The generation of truly random numbers is at the heart of cyber security, and cyber security is critical to a range of applications – from national security, to the protection of sensitive business and personal information.

These quantum random number generators (QRNGs) are the inventions of Carol Scarlett, founder of Axion Technologies, LLC and a Chain Reaction Innovations (CRI) Cohort 4 innovator.

In January 2016, Scarlett, who has a Ph.D. in Physics from the University of Michigan and a bachelor’s degree in Electrical Engineering from Yale University, founded Axion Technologies, LLC to provide “enhanced cybersecurity.”

“There’s no way to mathematically figure out where it’s going to go,” Scarlett said of the random numbers generated.

Scarlett joined CRI’s Cohort 4 at the U.S. Department of Energy’s (DOE) Argonne National Laboratory in June 2020. CRI is a two-year entrepreneurship program that embeds innovators in the Lab to help them grow their early-stage technologies. While embedded, Scarlett has worked with two Argonne scientists—Liliana Stan and Jeffrey Guest—at the Center for Nanoscale Materials.

About Axion Technologies 

Unlike classic number generation via algorithms which provide numbers that can be predictable due to patterns, Scarlett’s QRNGs use quantum mechanics to provide truly random numbers. This enhances cybersecurity because the numbers cannot be predicted.

Her QRNGs are also parallel because there are a multitude of outputs at the same time. The parallel functionality increases the cost-effectiveness and speed of random number generation (e.g., several friends baking dozens of cakes, each in their own ovens at the same time, accomplish the task much faster than each taking turns to use the same oven).

Unlike classic number generation via algorithms, which provide numbers that can be predictable due to patterns, Axion uses quantum mechanics to provide truly random numbers.

Scarlett has reached several milestones with Axion Technologies since joining Cohort 4. On the technical side, Scarlett started fabrication and characterization of the microchip QRNG, having scaled down her initial black box design.

She was also chosen to participate in two startup incubators – Duality, selected in June 2021, and an incubator for chief technical officers, selected July 2021.

Impact

By providing QRNGs, Axion Technologies hopes to improve cybersecurity, increase speed, lower costs and reduce carbon emissions.

“You are consuming less electrical energy to do the same process,” Scarlett said of her inventions’ contributions to CO₂ reduction.

Within a year, Scarlett hopes that Axion Technologies will have a black box QRNG pilot and a prototype for the microchip.

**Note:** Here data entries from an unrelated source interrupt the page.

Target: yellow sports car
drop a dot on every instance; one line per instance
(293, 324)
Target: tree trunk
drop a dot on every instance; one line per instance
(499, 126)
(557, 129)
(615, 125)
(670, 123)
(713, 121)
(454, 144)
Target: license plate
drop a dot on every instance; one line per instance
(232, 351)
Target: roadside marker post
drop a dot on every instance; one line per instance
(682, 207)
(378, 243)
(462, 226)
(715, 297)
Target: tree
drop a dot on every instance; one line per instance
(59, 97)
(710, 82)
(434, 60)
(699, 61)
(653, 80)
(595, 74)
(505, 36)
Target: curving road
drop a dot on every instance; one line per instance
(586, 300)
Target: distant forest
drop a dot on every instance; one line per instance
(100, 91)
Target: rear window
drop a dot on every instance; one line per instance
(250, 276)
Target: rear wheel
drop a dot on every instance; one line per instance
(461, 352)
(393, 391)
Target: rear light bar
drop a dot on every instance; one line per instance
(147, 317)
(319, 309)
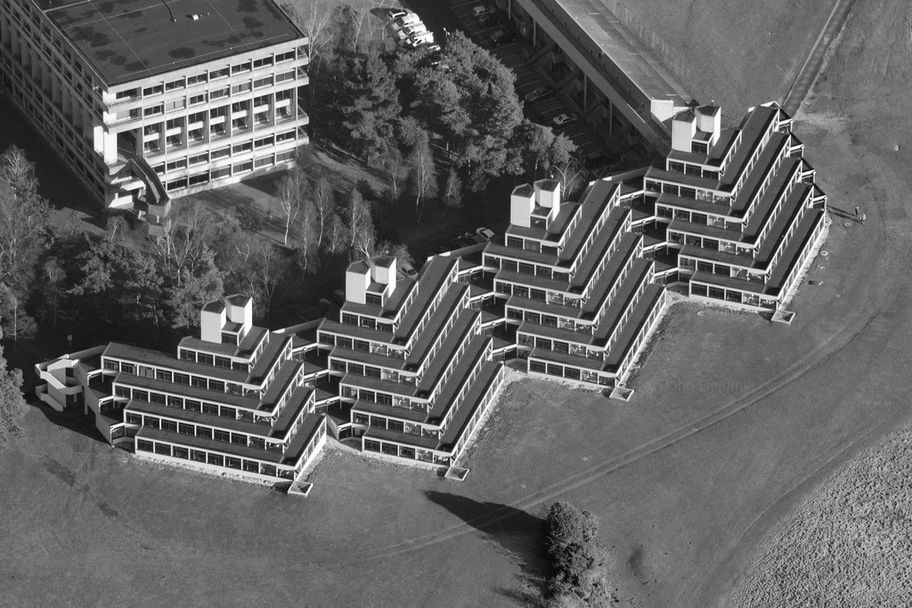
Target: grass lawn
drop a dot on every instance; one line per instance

She hopes that her black box QRNG will be used in communications systems and that the microchip will be used in the central processing units (CPUs) of automated vehicles.

How it Works

Prior to founding Axion Technologies, Scarlett was searching for the mysterious axion particle, which is believed to exist in dark matter.

“No one has found an axion,” Scarlett said of the elusive particle that scientists have been seeking for decades.

Her experiment inspired her invention of the initial black box QRNG, which incorporates a similar method, including optical beam splitting that is used to seek the axion.

“There’s no way to mathematically figure out where it’s going to go,” Scarlett said of the random numbers generated.

The initial QRNG that Scarlett invented is a large-scale metal box with 200 fiber optic lines coming out of it. It is about the size of a free-standing hard drive —roughly 10 inches high, 2 inches thick and 6 inches wide. Inside the black metal box is a small laser, optical lenses, layers of calcite and fiber optic lines. Photon beams are split again and again, due to the polarization and crystal lattice of calcite, as they navigate through layers, which is known as “random walking”—a quantum effect.

The split photon beams eventually end up randomly traveling down different fiber optic lines. A device counts the number of photons sent down each fiber optic line (e.g., eight photons down one line, 30 down another line and 70 down another) with photons for each fiber optic line then assigned a one or zero for programming purposes, based on the number of photons.

The microchip currently under development, which is composed of titanium oxide, will incorporate a similar method but use thin films instead of calcite.